Lorde of the Tweets: Lorde tells fans it’s ok to have flaws
On Good Morning America this morning, we talked about Grammy-winner, Lorde and her most recent viral tweet that showed two photos. One photo showed Lorde with flawless skin, photoshopped to perfection. The other photo showed Lorde completely natural, skin imperfections and all.
Why is this significant? Lorde is a superstar with millions of fans. And in a society that often makes you feel like you’re not good enough as you are and that celebrities just walk around like the picture of perfection, Lorde’s voice is refreshing. She all at once tells us that we all have flaws, she’s not perfect and that we are all OK just as we are.
Is her message for girls or can it apply to boys as well? We know the pressure that girls are under to look a certain way. Lorde is a great role model for girls because she embraces her flaws. But I think this is something everyone needs to hear in a society that often makes you feel that you need to be photoshopped before you walk out in public.
What can moms do for girls who might be self conscious?
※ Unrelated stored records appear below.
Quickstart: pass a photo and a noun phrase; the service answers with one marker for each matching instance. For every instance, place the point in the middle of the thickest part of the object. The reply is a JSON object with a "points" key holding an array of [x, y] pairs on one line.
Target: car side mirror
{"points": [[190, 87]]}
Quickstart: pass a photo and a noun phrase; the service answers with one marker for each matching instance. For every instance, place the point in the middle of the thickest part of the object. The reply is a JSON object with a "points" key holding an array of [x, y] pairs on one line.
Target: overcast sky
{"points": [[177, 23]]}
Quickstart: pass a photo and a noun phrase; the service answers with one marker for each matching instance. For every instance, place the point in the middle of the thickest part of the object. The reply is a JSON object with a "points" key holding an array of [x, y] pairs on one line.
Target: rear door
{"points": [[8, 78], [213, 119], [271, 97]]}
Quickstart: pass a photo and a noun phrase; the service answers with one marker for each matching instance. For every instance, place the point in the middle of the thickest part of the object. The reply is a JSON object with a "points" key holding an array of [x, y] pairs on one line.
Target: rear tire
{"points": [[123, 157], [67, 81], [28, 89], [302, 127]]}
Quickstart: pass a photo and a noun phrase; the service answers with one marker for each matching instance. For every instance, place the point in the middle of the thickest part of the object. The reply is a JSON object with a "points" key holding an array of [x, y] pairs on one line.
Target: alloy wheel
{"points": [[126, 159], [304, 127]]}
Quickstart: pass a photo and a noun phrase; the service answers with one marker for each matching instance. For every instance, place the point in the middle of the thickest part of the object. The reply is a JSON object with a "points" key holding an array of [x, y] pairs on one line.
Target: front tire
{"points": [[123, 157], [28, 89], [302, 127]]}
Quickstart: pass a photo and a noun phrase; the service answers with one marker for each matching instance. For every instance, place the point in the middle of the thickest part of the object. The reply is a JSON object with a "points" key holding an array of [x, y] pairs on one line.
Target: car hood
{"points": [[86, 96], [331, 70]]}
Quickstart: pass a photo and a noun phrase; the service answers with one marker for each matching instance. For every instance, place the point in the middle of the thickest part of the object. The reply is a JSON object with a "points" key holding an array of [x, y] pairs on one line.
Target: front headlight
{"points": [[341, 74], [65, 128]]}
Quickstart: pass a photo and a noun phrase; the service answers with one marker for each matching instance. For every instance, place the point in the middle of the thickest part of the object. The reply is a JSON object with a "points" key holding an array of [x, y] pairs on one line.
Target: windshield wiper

I was presenting on the power of media messaging just last night and here are some the tips I provided. (1) Use current events such as this Lorde tweet to provide a springboard for conversation with your teen—ask questions, listen and provide your take on all of it. (2) Make sure your kids are media literate. Show them how the media uses photoshop to make people look perfect when they’re not. (3) Focus on what a body does, not how it looks. Say things like; “I love that my body allows me to do t he yoga I love” and “I admire your strong legs and how you kicked some major butt on the soccer field today.”
Does it make a difference? This one tweet is a start but we need more positive messages from important people telling our kids they are OK just as they are. But we don’t have to wait for them. Parents, teachers and coaches are the people closest to the children—if we all speak up, even though it often seems that the kids aren’t listening to us, I truly believe it does make a difference.